Il biglietto d’addio lasciato sul carrello delle terapie

Prima di chiudersi in bagno e farla finita Elena ha lasciato un biglietto. L'hanno scoperto poco dopo sul carrello delle terapie. «Pare ci siano scritte le scuse rivolte alla famiglia, ma non sappiamo molto», rivela un medico che chiede l'anonimato. Quelle parole potrebbero chiarire il motivo del suicidio.
Depressione, pare. Elena era riservata, ma chi la conosceva sapeva che stava attraversando un periodo duro della sua vita. Era sull'orlo della separazione con il compagno, racconta più di qualcuno. Ma sul contenuto di quel biglietto non ci sono conferme. Delle frasi scritte nel messaggio, peraltro, poco importa al personale del decimo piano della Torre chirurgica di Cattinara, dove convivono due reparti, la Clinica otorino e la Chirurgia vascolare. Hanno perso Elena, un'amica, chiedono silenzio e rispetto.

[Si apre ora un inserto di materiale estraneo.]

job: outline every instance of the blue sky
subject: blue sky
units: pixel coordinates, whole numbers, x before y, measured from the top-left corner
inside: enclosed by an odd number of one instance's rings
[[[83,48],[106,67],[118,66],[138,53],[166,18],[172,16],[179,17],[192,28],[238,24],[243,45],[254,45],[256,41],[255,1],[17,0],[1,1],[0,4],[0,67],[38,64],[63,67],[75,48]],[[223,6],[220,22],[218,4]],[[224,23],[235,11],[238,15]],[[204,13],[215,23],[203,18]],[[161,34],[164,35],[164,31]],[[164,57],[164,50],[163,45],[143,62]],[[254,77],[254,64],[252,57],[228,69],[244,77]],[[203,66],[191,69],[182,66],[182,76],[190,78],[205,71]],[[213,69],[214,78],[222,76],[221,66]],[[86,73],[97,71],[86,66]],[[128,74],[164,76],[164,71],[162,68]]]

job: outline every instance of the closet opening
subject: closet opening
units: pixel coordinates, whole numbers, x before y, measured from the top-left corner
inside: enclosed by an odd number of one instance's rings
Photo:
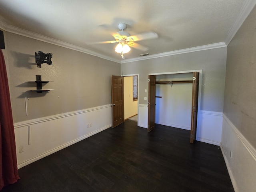
[[[155,123],[189,130],[190,142],[194,142],[200,100],[199,74],[192,71],[149,75],[148,132]]]

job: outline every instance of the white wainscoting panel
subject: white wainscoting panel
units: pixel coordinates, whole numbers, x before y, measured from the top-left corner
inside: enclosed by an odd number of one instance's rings
[[[235,191],[256,191],[256,149],[223,114],[221,148]]]
[[[148,105],[139,104],[138,111],[138,126],[148,128]]]
[[[222,113],[199,111],[196,140],[220,146],[221,142]]]
[[[18,168],[111,127],[111,110],[107,105],[15,124]]]

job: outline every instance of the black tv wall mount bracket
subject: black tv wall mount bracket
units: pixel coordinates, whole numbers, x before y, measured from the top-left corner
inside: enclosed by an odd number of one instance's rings
[[[52,65],[51,58],[52,57],[51,53],[44,53],[42,51],[38,51],[38,53],[35,52],[36,55],[36,62],[37,64],[37,67],[41,67],[41,64],[47,63],[48,65]]]

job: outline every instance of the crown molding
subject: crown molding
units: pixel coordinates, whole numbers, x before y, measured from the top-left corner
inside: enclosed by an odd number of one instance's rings
[[[158,54],[155,54],[154,55],[149,55],[148,56],[144,56],[142,57],[137,57],[132,59],[126,59],[121,61],[121,63],[129,63],[134,61],[141,61],[142,60],[153,59],[158,57],[166,57],[166,56],[170,56],[171,55],[183,54],[184,53],[191,53],[192,52],[195,52],[196,51],[203,51],[204,50],[216,49],[217,48],[220,48],[226,46],[226,45],[224,42],[221,42],[213,44],[203,45],[202,46],[199,46],[198,47],[194,47],[191,48],[177,50],[176,51],[170,51],[169,52],[166,52],[165,53],[159,53]]]
[[[254,8],[255,5],[256,5],[256,1],[255,0],[246,0],[244,2],[241,8],[238,16],[230,30],[227,38],[225,41],[225,43],[227,46],[228,45],[246,18]]]
[[[109,57],[106,55],[100,54],[96,52],[88,50],[82,47],[76,46],[56,39],[50,38],[43,35],[34,33],[31,31],[25,30],[18,27],[8,24],[6,21],[2,19],[2,17],[0,17],[0,28],[6,31],[10,32],[25,37],[43,41],[46,43],[50,43],[54,45],[60,46],[61,47],[72,49],[75,51],[89,54],[94,56],[100,57],[103,59],[106,59],[114,62],[120,63],[120,60]]]

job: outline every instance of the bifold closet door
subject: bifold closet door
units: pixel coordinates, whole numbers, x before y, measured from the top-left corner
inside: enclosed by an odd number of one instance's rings
[[[148,75],[148,132],[155,128],[156,114],[156,76]]]
[[[193,72],[193,86],[192,88],[191,129],[190,130],[190,143],[194,143],[194,141],[196,139],[196,136],[199,82],[199,72]]]

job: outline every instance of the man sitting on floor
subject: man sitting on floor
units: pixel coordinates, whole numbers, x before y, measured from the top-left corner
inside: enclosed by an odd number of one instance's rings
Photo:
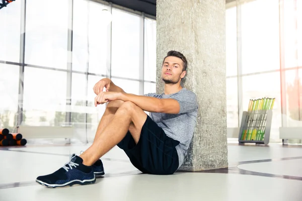
[[[100,158],[115,145],[143,173],[174,173],[187,154],[197,116],[195,94],[180,84],[187,66],[182,54],[168,53],[162,69],[165,92],[161,94],[126,93],[109,78],[100,80],[94,87],[95,106],[108,104],[93,143],[80,156],[72,154],[63,167],[38,177],[36,181],[50,187],[94,183],[95,176],[104,174]]]

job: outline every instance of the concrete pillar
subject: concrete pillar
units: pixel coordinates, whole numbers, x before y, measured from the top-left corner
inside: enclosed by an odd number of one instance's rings
[[[164,92],[163,59],[171,50],[188,63],[183,86],[198,98],[197,124],[180,169],[227,167],[225,0],[157,1],[157,92]]]

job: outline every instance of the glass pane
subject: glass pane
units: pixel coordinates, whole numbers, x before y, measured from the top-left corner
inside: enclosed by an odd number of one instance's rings
[[[143,94],[156,92],[156,84],[155,83],[146,82],[143,83]]]
[[[71,125],[74,128],[74,137],[86,142],[86,119],[89,119],[86,107],[87,75],[72,73],[71,83]]]
[[[88,1],[73,1],[72,70],[87,71],[88,13]]]
[[[60,126],[65,122],[66,72],[25,67],[22,124]]]
[[[297,32],[295,19],[298,13],[295,11],[294,5],[293,0],[283,1],[284,59],[286,68],[295,67],[298,64],[296,54]]]
[[[247,111],[250,99],[275,98],[273,111],[270,140],[279,141],[279,128],[282,126],[280,72],[242,77],[243,110]],[[240,111],[242,113],[243,111]]]
[[[103,9],[108,7],[94,2],[89,4],[89,72],[106,75],[110,67],[110,24],[100,23],[105,17]]]
[[[0,63],[0,128],[11,132],[17,132],[19,71],[19,66]]]
[[[125,92],[128,93],[139,94],[139,82],[138,81],[128,80],[127,79],[112,78],[114,84],[122,88]]]
[[[237,16],[236,7],[225,11],[226,76],[237,74]]]
[[[112,9],[111,75],[139,79],[140,16]]]
[[[0,10],[0,60],[20,62],[21,1]]]
[[[26,1],[25,63],[66,69],[68,2]]]
[[[74,2],[72,70],[106,75],[110,66],[110,23],[102,23],[102,4],[79,0]],[[89,60],[88,61],[88,59]]]
[[[87,138],[89,141],[93,141],[101,118],[106,109],[106,104],[98,105],[96,108],[94,106],[94,99],[97,95],[93,91],[93,87],[100,80],[104,77],[95,75],[88,75],[88,84],[87,91],[88,93],[88,105],[87,107]]]
[[[156,81],[156,21],[145,18],[144,79]]]
[[[228,127],[238,127],[237,78],[226,79],[226,118]]]
[[[298,37],[298,65],[302,66],[302,1],[297,1],[297,36]]]
[[[299,109],[299,93],[301,89],[301,82],[296,70],[285,71],[286,91],[286,126],[301,126],[302,122],[299,121],[302,114]]]
[[[243,73],[279,69],[279,1],[244,4],[241,17]]]

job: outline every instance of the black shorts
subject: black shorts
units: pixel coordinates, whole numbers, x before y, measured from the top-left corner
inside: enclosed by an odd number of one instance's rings
[[[136,168],[144,173],[172,174],[179,166],[175,147],[179,141],[169,137],[161,127],[147,116],[137,144],[128,131],[117,144]]]

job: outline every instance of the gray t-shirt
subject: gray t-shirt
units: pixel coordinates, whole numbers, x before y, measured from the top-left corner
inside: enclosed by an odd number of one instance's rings
[[[158,98],[173,98],[179,103],[180,110],[178,114],[159,113],[149,114],[168,136],[180,142],[175,147],[178,154],[179,167],[187,155],[196,125],[198,108],[197,96],[194,92],[185,88],[170,94],[149,93],[144,95]]]

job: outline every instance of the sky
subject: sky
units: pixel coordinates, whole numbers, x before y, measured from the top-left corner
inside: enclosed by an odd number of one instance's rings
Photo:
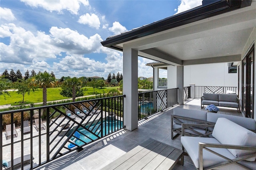
[[[122,52],[100,42],[202,5],[202,0],[0,0],[0,74],[19,69],[56,78],[122,73]],[[153,76],[138,58],[138,77]],[[160,78],[167,78],[161,71]]]

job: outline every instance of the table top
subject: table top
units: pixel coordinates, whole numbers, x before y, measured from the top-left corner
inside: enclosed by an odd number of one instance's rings
[[[150,138],[102,169],[172,169],[183,152],[182,150]]]

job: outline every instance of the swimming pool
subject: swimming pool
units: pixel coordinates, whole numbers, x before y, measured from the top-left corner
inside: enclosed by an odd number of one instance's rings
[[[122,121],[116,120],[115,121],[112,121],[112,122],[110,121],[110,122],[109,123],[108,121],[106,122],[105,118],[103,119],[103,135],[102,137],[106,136],[123,128],[123,122]],[[86,143],[89,143],[102,137],[101,123],[101,122],[100,121],[97,123],[88,123],[88,125],[85,126],[86,128],[89,129],[89,130],[94,133],[92,133],[90,131],[87,130],[82,127],[78,128],[78,131],[80,134],[80,139],[79,140],[76,140],[75,142],[76,144],[78,145],[81,146],[84,144],[84,143],[82,141]],[[73,130],[71,130],[70,132],[67,134],[67,136],[69,136],[71,132],[74,132],[75,128],[74,127],[72,129]],[[100,138],[94,134],[98,135],[100,136]],[[71,139],[72,140],[74,138],[73,137],[71,138]]]

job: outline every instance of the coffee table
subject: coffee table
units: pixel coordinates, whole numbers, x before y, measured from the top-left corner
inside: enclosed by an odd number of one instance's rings
[[[170,170],[183,153],[182,150],[150,138],[102,169]]]

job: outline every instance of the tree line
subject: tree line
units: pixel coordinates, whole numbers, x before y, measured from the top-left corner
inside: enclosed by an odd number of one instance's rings
[[[110,73],[111,75],[111,73]],[[20,70],[18,70],[16,73],[12,69],[10,74],[7,70],[5,70],[0,77],[0,95],[3,95],[5,99],[5,95],[10,95],[7,89],[14,88],[16,89],[17,93],[23,96],[22,103],[24,102],[25,95],[29,95],[31,91],[34,91],[38,88],[42,88],[43,90],[43,105],[47,104],[47,89],[56,86],[61,87],[60,94],[64,97],[72,97],[73,101],[75,101],[76,98],[83,96],[84,91],[86,90],[81,87],[88,86],[94,89],[95,93],[95,88],[105,87],[106,85],[116,86],[118,85],[119,82],[122,79],[122,73],[120,75],[118,72],[116,77],[113,73],[111,77],[110,83],[107,80],[105,81],[104,78],[96,79],[86,78],[82,77],[77,78],[70,77],[62,77],[60,79],[56,80],[53,71],[50,73],[46,71],[44,72],[38,72],[36,74],[34,70],[29,74],[28,70],[26,71],[23,78]],[[117,82],[116,83],[116,81]],[[111,82],[114,82],[112,83]]]

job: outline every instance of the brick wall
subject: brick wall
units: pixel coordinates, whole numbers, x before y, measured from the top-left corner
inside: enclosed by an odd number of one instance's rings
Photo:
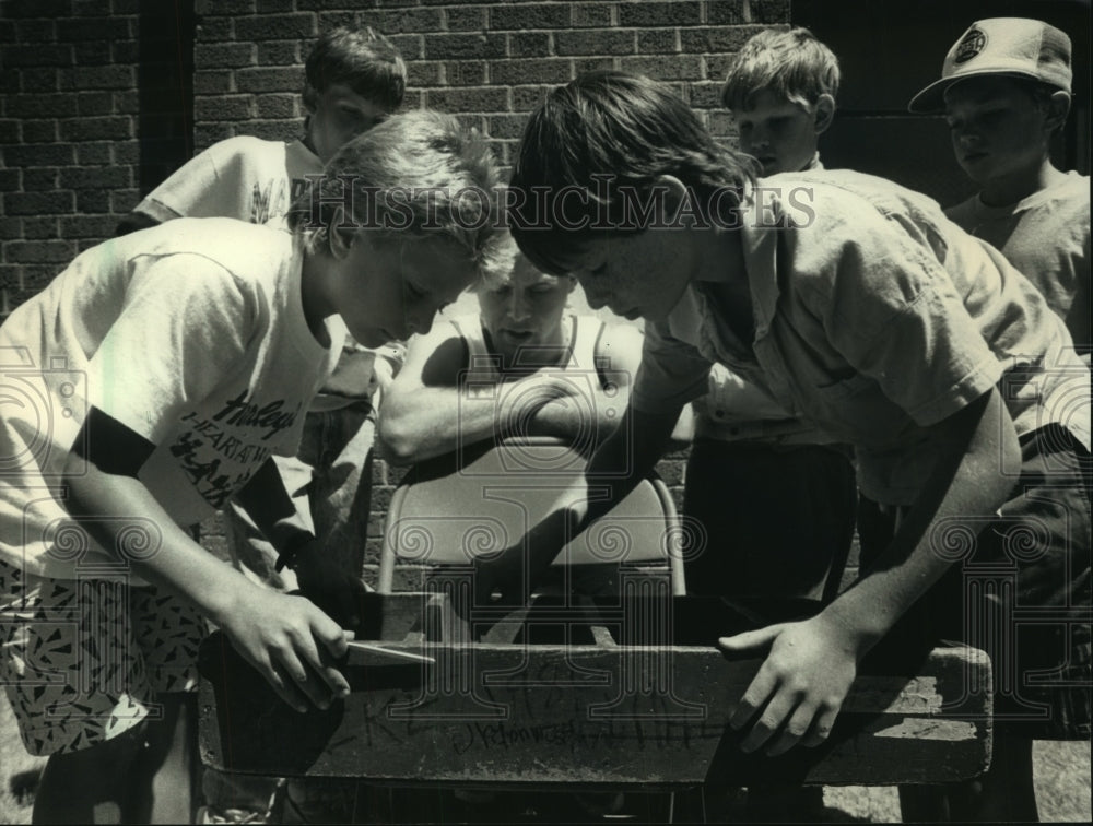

La donna è stata trovata attorno alle sei e mezza del mattino dalla collega del turno notturno, Luana, che si è insospettita nel non vederla più da un po'. Da quanto risulta è stata rinvenuta con l'aiuto di altre infermiere che avrebbero dovuto entrare in servizio poco dopo. La trentottenne si era nascosta nella toilette, quella con la porta gialla, in cui c'è anche la doccia per i pazienti. Era riversa a terra con una flebo di farmaci infilata nel braccio, in endovena. Nella spazzatura sarebbero spuntate sedici boccette di Valium e altri medicinali. Forse ha inghiottito anche pillole. «Penso a Luana, a cosa può provare adesso», mormora un'infermiera.
Nulla, davvero nulla, lasciava immaginare il macigno che Elena si portava dentro. Tutto era normale, assolutamente normale dicono tutti. Per quello stesso giorno in reparto avevano organizzato una serata tra colleghi a cui avrebbe partecipato anche la trentottenne. «Elena diceva poco di se stessa - riprende un'infermiera - ma non aveva mai dato segni di squilibrio. Si stava separando, questo si sapeva. Adesso qui siamo tutti sconvolti, è una cosa pazzesca».
In corsia si domandano tutti come sia potuto accadere. Come è stato possibile che nessuno si sia accorto della sua sofferenza. «Talvolta si riesce a cogliere qualcosa, magari nel comportamento o nelle parole, altre volte no», osserva un'altra collega.
Certo è che Elena aveva pianificato tutto. L'orario, i farmaci e il luogo dove suicidarsi. «Pazzesco -, ripetono in corsia -. Con noi era sempre disponibile, una brava professionista. Era attenta, lavorava con cura, pazienza e dedizione. Una brava professionista». Quella notte c'erano due infermiere in servizio, una per reparto: una per la Chirurgia vascolare e l'altra per l'Otorino. Trentadue letti in tutto, stando a quanto riferisce chi lavora al decimo piano di Cattinara. Non è chiaro dopo quanto tempo la collega Luana si sia resa conto dell'assenza di Elena. Avrebbe potuto? Le due cliniche si sviluppano in due corridoi che formano una "L": se una è indaffarata con un paziente, non può sapere cosa accade dall'altra parte. «Impossibile accorgersene - spiega un'addetta -. Se succede qualcosa, se una si sente male, se ha problemi o se viene aggredita, non te ne rendi conto».